Burton Committed to Banta Acquisition
STAMFORD, CT—Refuting the assertion that Cenveo’s bid to acquire Banta was “a highly conditional and ambiguous overture,” Cenveo Chairman and CEO Robert Burton responded by increasing his offer from $46 to $47 per share, or $1.14 billion.
In a letter Tuesday to Stephanie Streeter, Banta chairman, president and CEO, Burton reiterated his belief that a combined company “will maintain a balanced portfolio of print and print-related services enabling it to compete more efficiently in the industry and provide even better service to its customers.”
Burton asked Streeter to meet with him to discuss the purchase. As in past courtships of graphic arts concerns, Burton refuses to discuss the Xs and Os of a master plan for improving the company.

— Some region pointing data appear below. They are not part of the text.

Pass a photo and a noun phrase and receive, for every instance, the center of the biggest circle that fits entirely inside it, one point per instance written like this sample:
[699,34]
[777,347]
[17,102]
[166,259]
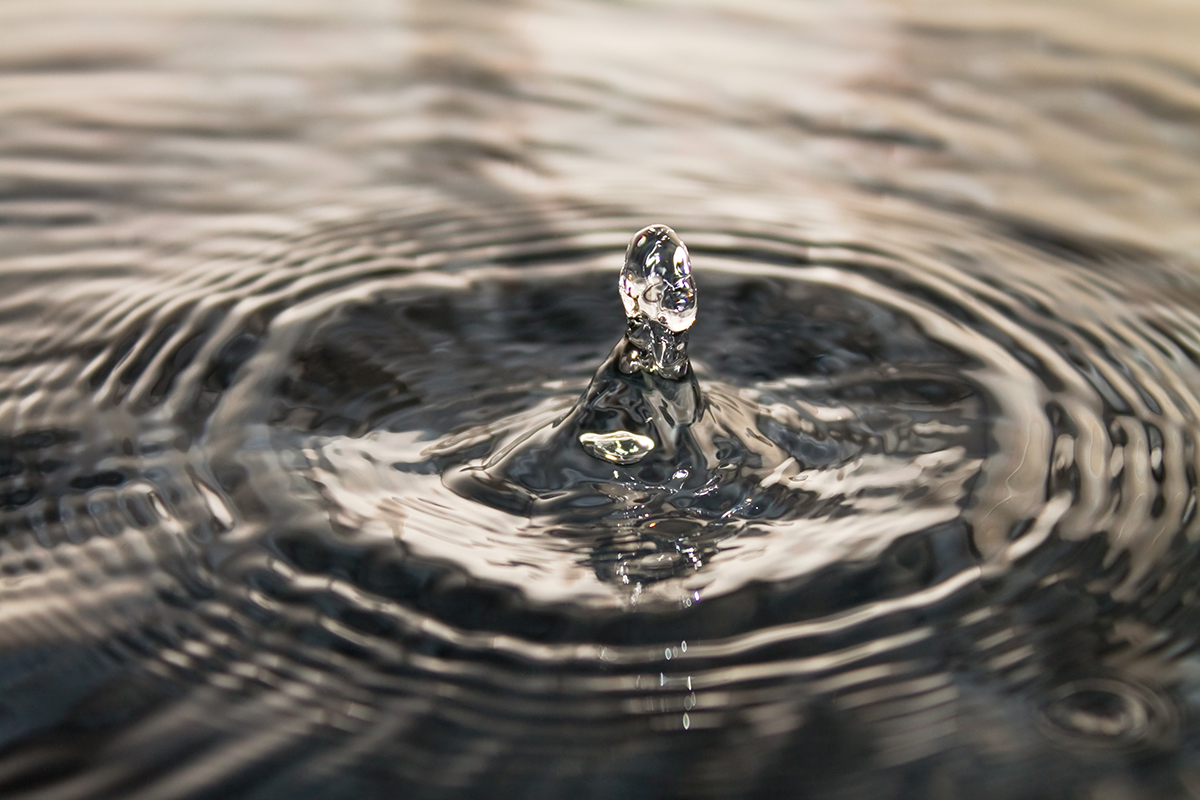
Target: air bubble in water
[619,446]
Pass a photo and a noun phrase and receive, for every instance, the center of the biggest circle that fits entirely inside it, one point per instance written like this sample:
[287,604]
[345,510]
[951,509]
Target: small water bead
[618,446]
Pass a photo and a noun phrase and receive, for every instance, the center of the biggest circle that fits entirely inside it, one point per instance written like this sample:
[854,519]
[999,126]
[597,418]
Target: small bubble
[618,446]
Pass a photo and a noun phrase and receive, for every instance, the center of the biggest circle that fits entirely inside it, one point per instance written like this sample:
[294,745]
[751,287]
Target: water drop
[659,295]
[618,446]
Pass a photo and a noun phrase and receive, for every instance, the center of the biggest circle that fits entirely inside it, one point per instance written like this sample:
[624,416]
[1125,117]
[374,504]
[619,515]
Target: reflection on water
[289,290]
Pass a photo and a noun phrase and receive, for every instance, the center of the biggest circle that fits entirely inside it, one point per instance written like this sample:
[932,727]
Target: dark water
[280,280]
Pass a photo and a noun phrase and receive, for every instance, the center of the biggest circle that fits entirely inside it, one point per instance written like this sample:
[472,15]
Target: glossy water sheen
[292,295]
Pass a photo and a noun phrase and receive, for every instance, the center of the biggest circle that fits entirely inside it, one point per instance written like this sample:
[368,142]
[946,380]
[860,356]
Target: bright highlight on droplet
[618,446]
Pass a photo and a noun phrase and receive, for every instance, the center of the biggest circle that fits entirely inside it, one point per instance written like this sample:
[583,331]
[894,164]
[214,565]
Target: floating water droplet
[657,281]
[619,446]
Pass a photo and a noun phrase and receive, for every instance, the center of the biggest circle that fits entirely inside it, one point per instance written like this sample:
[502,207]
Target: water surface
[273,274]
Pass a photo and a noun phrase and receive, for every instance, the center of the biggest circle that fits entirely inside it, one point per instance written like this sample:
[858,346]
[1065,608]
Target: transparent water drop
[657,281]
[659,295]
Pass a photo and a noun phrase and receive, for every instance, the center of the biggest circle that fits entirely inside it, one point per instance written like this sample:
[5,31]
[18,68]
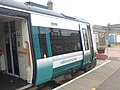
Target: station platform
[105,76]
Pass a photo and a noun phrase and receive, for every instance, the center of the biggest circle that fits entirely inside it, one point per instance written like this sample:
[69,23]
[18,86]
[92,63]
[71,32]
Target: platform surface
[98,79]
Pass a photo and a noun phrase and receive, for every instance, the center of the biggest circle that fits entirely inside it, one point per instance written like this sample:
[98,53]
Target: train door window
[85,37]
[43,42]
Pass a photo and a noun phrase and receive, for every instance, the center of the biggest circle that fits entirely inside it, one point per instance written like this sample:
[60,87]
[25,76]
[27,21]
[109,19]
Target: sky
[99,12]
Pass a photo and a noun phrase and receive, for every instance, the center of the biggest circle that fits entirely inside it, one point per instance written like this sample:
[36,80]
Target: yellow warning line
[93,88]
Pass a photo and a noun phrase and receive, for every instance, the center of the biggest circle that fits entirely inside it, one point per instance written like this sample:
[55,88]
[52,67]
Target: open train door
[87,46]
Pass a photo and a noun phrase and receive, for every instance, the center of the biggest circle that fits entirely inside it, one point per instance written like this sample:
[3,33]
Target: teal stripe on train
[64,69]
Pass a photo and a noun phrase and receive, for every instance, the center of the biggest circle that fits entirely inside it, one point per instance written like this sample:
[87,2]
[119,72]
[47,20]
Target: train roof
[24,6]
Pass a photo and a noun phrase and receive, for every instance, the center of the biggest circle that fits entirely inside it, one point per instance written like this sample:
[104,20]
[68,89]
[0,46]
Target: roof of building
[42,10]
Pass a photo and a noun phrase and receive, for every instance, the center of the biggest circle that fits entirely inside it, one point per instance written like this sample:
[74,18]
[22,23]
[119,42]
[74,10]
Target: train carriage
[38,45]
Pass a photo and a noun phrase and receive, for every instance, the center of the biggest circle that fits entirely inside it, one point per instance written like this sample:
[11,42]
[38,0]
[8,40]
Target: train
[38,45]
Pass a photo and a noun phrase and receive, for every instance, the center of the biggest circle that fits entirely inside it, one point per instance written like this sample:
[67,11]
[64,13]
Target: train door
[11,48]
[85,43]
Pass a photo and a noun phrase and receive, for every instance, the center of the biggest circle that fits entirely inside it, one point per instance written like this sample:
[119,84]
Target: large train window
[64,41]
[85,37]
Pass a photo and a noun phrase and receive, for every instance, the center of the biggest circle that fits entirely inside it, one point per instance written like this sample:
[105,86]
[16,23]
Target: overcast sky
[100,12]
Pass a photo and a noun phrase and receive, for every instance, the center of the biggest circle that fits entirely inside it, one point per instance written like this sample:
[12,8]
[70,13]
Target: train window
[43,42]
[64,41]
[36,42]
[85,37]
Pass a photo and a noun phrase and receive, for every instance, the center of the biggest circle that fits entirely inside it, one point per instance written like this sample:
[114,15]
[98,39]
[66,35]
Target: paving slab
[94,79]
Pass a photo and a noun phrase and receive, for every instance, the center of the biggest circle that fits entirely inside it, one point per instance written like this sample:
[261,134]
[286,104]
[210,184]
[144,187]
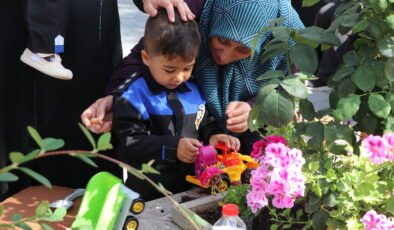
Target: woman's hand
[237,113]
[229,141]
[98,117]
[151,6]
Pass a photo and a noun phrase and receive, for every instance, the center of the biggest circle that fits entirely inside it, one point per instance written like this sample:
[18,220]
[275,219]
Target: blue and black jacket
[149,121]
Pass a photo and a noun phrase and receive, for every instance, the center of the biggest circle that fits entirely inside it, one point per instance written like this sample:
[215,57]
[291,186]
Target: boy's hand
[237,113]
[229,141]
[98,116]
[188,149]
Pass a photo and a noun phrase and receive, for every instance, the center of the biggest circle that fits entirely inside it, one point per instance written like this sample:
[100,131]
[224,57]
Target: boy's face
[166,72]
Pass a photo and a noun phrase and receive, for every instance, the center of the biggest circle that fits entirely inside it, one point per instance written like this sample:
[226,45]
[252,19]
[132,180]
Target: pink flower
[281,201]
[376,147]
[208,174]
[374,221]
[259,146]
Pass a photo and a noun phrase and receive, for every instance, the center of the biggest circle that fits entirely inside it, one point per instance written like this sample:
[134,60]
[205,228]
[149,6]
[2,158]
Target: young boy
[46,23]
[161,115]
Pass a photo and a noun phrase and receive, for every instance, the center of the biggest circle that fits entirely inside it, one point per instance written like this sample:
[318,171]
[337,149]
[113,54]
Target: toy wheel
[137,206]
[223,183]
[246,175]
[131,223]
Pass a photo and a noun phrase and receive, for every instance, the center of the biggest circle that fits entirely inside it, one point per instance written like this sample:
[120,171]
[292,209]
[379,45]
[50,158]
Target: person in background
[160,114]
[51,106]
[223,70]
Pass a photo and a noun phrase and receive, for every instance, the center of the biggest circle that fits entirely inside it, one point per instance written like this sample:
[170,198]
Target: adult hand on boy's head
[188,149]
[98,116]
[229,141]
[151,6]
[237,113]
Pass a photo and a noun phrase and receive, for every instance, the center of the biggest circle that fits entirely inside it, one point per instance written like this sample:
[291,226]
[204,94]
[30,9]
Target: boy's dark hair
[172,40]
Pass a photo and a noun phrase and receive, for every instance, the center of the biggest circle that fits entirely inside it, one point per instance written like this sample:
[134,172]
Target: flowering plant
[279,175]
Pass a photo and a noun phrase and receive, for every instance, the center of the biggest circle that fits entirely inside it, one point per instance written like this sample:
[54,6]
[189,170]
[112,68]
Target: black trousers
[45,19]
[53,107]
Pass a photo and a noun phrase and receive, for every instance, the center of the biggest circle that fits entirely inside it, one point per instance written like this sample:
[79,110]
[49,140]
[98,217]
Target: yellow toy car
[218,171]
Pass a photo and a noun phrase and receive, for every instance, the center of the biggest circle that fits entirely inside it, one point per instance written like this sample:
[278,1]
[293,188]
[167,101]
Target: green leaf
[104,142]
[271,74]
[364,78]
[86,159]
[304,58]
[343,72]
[147,168]
[386,46]
[307,110]
[319,220]
[44,226]
[36,136]
[351,58]
[306,3]
[389,69]
[367,124]
[390,205]
[273,48]
[295,87]
[335,224]
[315,130]
[42,209]
[312,33]
[349,20]
[335,131]
[88,135]
[347,107]
[330,200]
[378,105]
[17,157]
[36,176]
[60,212]
[8,177]
[390,21]
[337,213]
[360,26]
[277,109]
[16,217]
[52,143]
[281,33]
[33,154]
[316,189]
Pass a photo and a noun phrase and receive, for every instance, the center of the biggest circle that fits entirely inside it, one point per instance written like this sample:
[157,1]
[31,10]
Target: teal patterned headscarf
[240,21]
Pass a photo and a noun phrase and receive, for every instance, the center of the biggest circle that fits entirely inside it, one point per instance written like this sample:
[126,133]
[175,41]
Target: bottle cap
[230,210]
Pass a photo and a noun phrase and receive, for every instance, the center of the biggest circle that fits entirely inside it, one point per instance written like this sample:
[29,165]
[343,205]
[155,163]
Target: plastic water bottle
[230,219]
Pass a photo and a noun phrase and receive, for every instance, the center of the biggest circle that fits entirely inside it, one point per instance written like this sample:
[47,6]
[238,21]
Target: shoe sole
[38,67]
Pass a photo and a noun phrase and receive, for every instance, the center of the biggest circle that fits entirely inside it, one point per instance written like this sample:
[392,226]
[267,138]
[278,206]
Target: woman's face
[225,51]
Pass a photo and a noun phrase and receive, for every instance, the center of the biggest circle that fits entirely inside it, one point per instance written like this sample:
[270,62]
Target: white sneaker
[52,67]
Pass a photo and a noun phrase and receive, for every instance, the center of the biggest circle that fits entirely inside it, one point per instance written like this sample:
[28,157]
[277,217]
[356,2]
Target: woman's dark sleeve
[194,5]
[129,65]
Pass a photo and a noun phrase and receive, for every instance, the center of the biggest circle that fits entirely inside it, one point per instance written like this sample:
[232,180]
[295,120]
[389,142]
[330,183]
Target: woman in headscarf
[223,71]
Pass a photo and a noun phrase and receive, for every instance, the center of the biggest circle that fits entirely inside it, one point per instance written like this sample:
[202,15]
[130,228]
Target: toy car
[233,167]
[109,204]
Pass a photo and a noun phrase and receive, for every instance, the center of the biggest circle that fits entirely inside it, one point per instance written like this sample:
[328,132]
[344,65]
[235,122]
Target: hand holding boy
[229,141]
[188,149]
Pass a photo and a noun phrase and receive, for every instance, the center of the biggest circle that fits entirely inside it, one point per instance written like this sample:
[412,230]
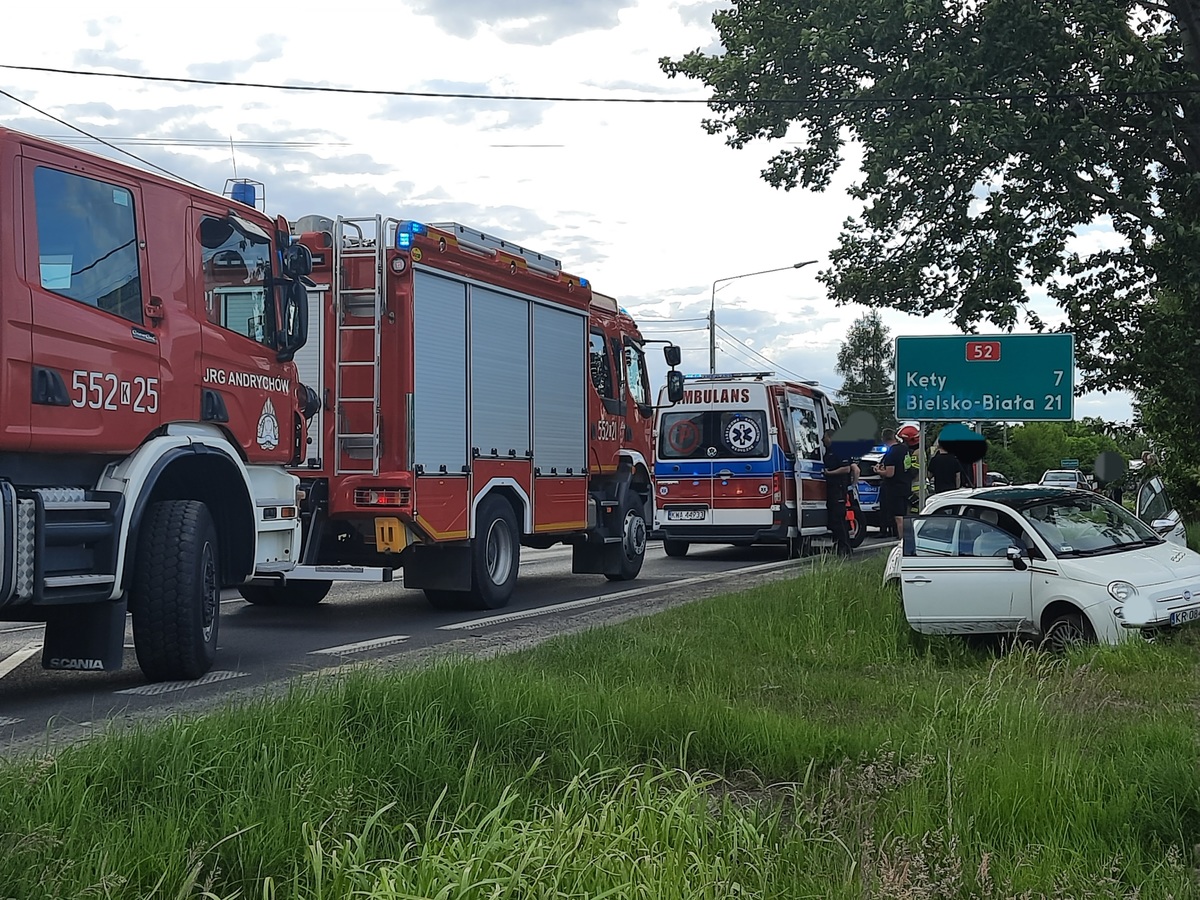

“These meetings end up discussing who keeps their jobs and potential layoffs,” Burton wrote. “I do not plan to meet with you to discuss these matters, where you can then tell me the company is not for sale.”
Addressing some concerns cited in Streeter’s August 18 letter, Burton noted that financial commitments have been made by Lehman Brothers and Wachovia to provide necessary financing to acquire Banta’s outstanding shares in an all-cash transaction. He also assured Streeter that the due diligence required would only be “confirmatory,” and that he has confidence in the accuracy of Banta’s public filings.
Burton feels the $47 a share offer, a 38 percent premium to Banta’s closing price on August 8, is more than fair value for Banta, which saw its stock price spike. “I assume you realize that if we pull our $47 per share proposal, your stock will go back to the mid-to-low $30 range,” he wrote.
Among Burton’s conclusions was the belief that Banta’s $3 million cost savings plan “is a very weak attempt at fixing a large and growing problem. I believe that Banta needs to at least reduce their fixed costs by tens of millions of dollars to be competitive in today’s print environment.”